The behavior library stores all the motor actions and movements in the Animatronics system. These can run simultaneously, one after the other, on repeat, or randomly. The zero show is when the robot is turned off and its jaw remains closed. Next, there is an alive show where the robot is breathing and  blinking. There is also a show for each behavioral state: read, glance, engage and acknowledge. 

The overall system architecture. (Image courtesy of Disney Research.)

It’s hard to tell how it would all come together if the robot had a face. However, there are still some challenges with the Animatronics figure. It can depict human behaviors or at least appear to depict them accurately at a farther distance and for a short period. But it is harder for the robot to be believable at a closer distance and for longer periods, since it is difficult to mimic complex behaviors and social cues in a dynamic environment.

Disney is currently working to use real-time AI and subsumption architecture, behavior-based architecture that uses sensory information to select certain actions used in autonomous robotics. Subsumption architecture can add an emotional range to the robot, just as humans have layered behaviors with incoming sensory inputs. The robot will have higher behavioral levels that can control lower-level behaviors (heartbeats, breathing and blinking).

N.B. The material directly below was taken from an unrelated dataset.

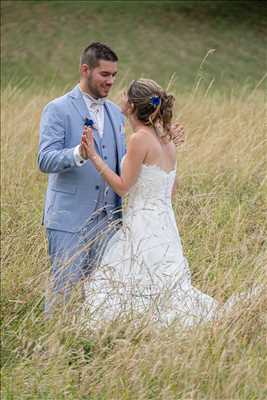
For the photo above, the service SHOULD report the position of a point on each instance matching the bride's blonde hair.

As the technology improves, the impressive animatronic attractions may get into potential Uncanny Valley territory. The idea is that as robots appear more humanlike, they become more appealing. But at a certain point, it can also produce eerie feelings in the guests who visit the beloved park. And while the Audio-Animatronics figures aim to be as lifelike as possible as the company attempts to create an illusion of life, Disney also reinforces the idea that it is solely concentrating on animation rather than biology. With an enormous amount of human-robot interaction (HRI) research, Disney just wants the robots to look alright, and guests are already excited to see it.